[파이썬] matplotlib 그래프 레이아웃 최적화

In data visualization, the layout of graphs plays an important role in effectively conveying information to the audience. matplotlib, a widely used data visualization library in Python, provides various options for controlling and optimizing the layout of graphs.

In this blog post, we will explore some techniques and best practices to optimize the layout of matplotlib graphs, maximizing their visual impact and readability.

1. Proper use of subplots

Subplots allow us to create multiple axes within a single figure, making it easier to organize and compare multiple graphs. When using subplots, it is important to allocate the available space efficiently.

Example code:

import matplotlib.pyplot as plt

# Create a figure with 2x2 subplots
fig, axs = plt.subplots(2, 2, figsize=(10, 8))

# Plot data on each subplot
axs[0, 0].plot(x, y1)
axs[0, 1].plot(x, y2)
axs[1, 0].plot(x, y3)
axs[1, 1].plot(x, y4)

# Set common labels and title
fig.text(0.5, 0.975, 'Multiple Graphs', ha='center', va='top', fontsize=16)
fig.text(0.5, 0.025, 'X-axis', ha='center', fontsize=12)
fig.text(0.025, 0.5, 'Y-axis', va='center', rotation='vertical', fontsize=12)

# Adjust subplots' spacing
plt.subplots_adjust(left=0.1, right=0.9, top=0.9, bottom=0.1, wspace=0.2, hspace=0.3)

# Save or display the figure
plt.savefig('multiple_graphs.png')
plt.show()

In the example above, we create a figure with a 2x2 grid of subplots using the plt.subplots() function.

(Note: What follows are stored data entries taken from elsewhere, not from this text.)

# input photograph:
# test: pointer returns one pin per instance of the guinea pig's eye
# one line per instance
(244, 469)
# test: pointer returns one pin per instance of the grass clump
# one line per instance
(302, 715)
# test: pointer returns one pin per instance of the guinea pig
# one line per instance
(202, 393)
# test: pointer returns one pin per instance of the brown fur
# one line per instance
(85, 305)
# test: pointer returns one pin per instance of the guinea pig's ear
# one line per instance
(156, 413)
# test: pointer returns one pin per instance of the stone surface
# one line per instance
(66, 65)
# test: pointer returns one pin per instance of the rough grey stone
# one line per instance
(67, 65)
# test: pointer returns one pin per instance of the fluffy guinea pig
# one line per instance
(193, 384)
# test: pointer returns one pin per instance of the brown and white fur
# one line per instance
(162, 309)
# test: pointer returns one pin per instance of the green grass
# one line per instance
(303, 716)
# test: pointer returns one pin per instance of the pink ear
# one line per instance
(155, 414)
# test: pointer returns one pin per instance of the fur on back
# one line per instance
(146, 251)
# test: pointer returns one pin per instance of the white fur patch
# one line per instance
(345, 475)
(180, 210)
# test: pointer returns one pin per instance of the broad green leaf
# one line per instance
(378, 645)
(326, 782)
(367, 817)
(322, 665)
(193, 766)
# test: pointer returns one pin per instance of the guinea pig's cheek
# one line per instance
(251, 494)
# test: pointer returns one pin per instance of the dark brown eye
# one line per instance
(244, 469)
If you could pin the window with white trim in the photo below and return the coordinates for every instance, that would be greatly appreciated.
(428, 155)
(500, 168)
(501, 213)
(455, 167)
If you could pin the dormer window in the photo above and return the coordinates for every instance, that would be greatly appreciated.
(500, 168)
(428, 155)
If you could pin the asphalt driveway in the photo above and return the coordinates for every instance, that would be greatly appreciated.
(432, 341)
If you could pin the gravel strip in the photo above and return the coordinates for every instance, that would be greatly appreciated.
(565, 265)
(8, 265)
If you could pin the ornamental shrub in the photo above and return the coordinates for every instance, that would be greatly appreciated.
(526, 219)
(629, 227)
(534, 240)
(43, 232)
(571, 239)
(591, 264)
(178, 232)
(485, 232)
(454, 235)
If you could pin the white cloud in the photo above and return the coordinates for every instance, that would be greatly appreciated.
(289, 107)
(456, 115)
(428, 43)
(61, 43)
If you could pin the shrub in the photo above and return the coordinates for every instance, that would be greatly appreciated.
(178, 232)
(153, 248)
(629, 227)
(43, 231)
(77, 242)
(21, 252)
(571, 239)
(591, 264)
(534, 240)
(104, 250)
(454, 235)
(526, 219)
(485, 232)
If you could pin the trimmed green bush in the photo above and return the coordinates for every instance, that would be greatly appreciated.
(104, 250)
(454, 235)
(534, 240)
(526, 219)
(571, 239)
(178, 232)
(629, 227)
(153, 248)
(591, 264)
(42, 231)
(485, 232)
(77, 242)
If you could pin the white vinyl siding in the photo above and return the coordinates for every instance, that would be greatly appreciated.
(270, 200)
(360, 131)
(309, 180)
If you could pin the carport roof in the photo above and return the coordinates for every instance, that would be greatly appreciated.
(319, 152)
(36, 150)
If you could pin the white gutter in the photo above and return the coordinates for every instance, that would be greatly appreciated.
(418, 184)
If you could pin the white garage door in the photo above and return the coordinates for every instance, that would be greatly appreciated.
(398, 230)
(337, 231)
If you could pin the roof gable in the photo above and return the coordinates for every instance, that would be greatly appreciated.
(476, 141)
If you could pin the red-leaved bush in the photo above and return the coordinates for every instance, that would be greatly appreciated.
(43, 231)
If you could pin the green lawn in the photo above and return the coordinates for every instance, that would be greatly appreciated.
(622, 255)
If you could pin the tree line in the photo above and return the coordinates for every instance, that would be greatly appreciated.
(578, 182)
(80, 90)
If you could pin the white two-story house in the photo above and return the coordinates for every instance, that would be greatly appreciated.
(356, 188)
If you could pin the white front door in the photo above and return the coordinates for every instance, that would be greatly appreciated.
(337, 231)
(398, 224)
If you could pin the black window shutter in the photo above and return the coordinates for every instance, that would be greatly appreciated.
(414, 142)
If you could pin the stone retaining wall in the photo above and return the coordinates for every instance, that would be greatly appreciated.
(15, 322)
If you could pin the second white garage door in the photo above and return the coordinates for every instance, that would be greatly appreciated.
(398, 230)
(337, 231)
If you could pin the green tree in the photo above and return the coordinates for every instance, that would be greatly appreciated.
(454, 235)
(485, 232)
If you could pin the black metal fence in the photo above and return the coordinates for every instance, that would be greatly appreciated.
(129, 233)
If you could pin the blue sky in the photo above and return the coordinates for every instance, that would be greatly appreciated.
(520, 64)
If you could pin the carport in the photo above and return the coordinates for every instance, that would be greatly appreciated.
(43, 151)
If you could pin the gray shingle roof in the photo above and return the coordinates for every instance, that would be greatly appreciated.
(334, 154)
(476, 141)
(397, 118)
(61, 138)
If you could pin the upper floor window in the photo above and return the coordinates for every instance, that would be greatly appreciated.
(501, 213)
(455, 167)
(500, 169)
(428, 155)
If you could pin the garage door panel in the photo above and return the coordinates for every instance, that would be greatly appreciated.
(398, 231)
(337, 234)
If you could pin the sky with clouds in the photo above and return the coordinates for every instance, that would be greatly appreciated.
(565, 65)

We allocate space for each subplot using axs[row, col] notation and plot the data accordingly. To adjust the spacing between subplots, we can use the plt.subplots_adjust() function, providing appropriate values for left, right, top, bottom, wspace, and hspace.

2. Aspect ratio and scaling

The aspect ratio of a graph determines how its x and y axes are scaled. By default, matplotlib automatically scales the axes to fit the available space. However, sometimes we may want to control the aspect ratio explicitly.

Example code:

import matplotlib.pyplot as plt
import numpy as np

# Generate random data
x = np.random.randn(100)
y = np.random.randn(100)

# Create a figure with a single subplot
fig, ax = plt.subplots(figsize=(8, 6))

# Plot data with equal aspect ratio
ax.plot(x, y)
ax.set_aspect('equal')

# Save or display the figure
plt.savefig('equal_aspect_ratio.png')
plt.show()

In the code snippet above, we create a figure with a single subplot. By calling ax.set_aspect('equal'), we enforce equal aspect ratio scaling for the graph. This ensures that the x and y axes are represented with the same unit length on the screen, helping to maintain the proportions of the displayed data.

3. Effective use of grids and legends

Gridlines and legends provide additional information and aid in the interpretation of graphs. By customizing their appearance, we can enhance the clarity and readability of the visualizations.

Example code:

import matplotlib.pyplot as plt
import numpy as np

# Generate random data
x = np.linspace(0, 10, 100)
y1 = np.sin(x)
y2 = np.cos(x)

# Create a figure with a single subplot
fig, ax = plt.subplots(figsize=(8, 6))

# Plot the data
ax.plot(x, y1, label='Sin')
ax.plot(x, y2, label='Cos')

# Add gridlines
ax.grid(True, linestyle='--', linewidth=0.5, alpha=0.7)

# Add a legend
ax.legend(loc='upper right')

# Save or display the figure
plt.savefig('grid_and_legend.png')
plt.show()

In the above example, we plot two sets of data and add gridlines to the graph using ax.grid() function. By providing appropriate parameters for linestyle, linewidth, and alpha, we can adjust the appearance of the gridlines. Additionally, we include a legend using ax.legend() function, specifying the desired location.

Conclusion

By optimizing the layout of matplotlib graphs, we can effectively communicate complex data and insights to our audience. Through proper use of subplots, aspect ratio scaling, and customization of grids and legends, we can make our visualizations visually appealing and easy to understand.

Remember, practice makes perfect. Experiment with these techniques and explore the various customization options offered by matplotlib to create compelling and informative graphs.